Chelsea Polis, a senior research scientist at the Guttmacher Institute, which studies reproductive health, explained:
“This is really resonating with a lot of women.
Part of that has to do with women’s individual experiences. Women do feel that clinicians aren’t taking their concerns seriously sometimes. And part of this reaction is this scientific literacy gap.”
Remember this?
Among women who did not use hormonal birth control, an average of 1.7 out of 100 began taking antidepressants in a given year. That rate increased to 2.2 out of 100 if the women took birth control.
These numbers show that, yes, the risk is higher, but it’s a relatively small risk to begin with.
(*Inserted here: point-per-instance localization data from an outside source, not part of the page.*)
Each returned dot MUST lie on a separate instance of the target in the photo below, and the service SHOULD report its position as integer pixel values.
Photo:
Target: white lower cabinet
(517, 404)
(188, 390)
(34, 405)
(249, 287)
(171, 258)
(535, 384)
The rates are even closer for women being diagnosed with depression at a psychiatric hospital. According to the study, 0.3 out of every 100 birth control users were diagnosed with depression versus 0.28 percent of non-birth-control users.
This does not add up to very many more cases in the birth control group, critics of the study argue.
Keyes said:
“You can have something that is twice the risk, but it can be a very rare outcome.”
However…
“This was a very well-conducted study. I think it’s an important piece of information. It lowers my confidence in my hypothesis, which is that hormonal contraception sort of regulates mood.”
Other Problems with Birth Control
Birth control has been linked to other serious health problems, as well. For example, combined estrogen-progestin birth control pills have long been tied to fatal blood clots.
Additionally, the permanent contraceptive device Essure, made by Bayer AG, has been blamed for injuring thousands of women.
Essure is inserted into a woman’s fallopian tubes, where it causes scar tissue to form and block a woman’s egg from becoming fertilized. Thousands of patients complained of adverse events, such as persistent pain, perforation of the uterus and/or fallopian tubes, internal abdominal bleeding, abnormal and irregular bleeding, and allergic or hypersensitivity reactions.
The device can also migrate outside of the fallopian tubes and become lodged in the uterus and other parts of the body.
In February 2016, the U.S. Food and Drug Administration (FDA) placed a “black box” warning on the Essure device’s packaging, but did not ban it, as many women had requested.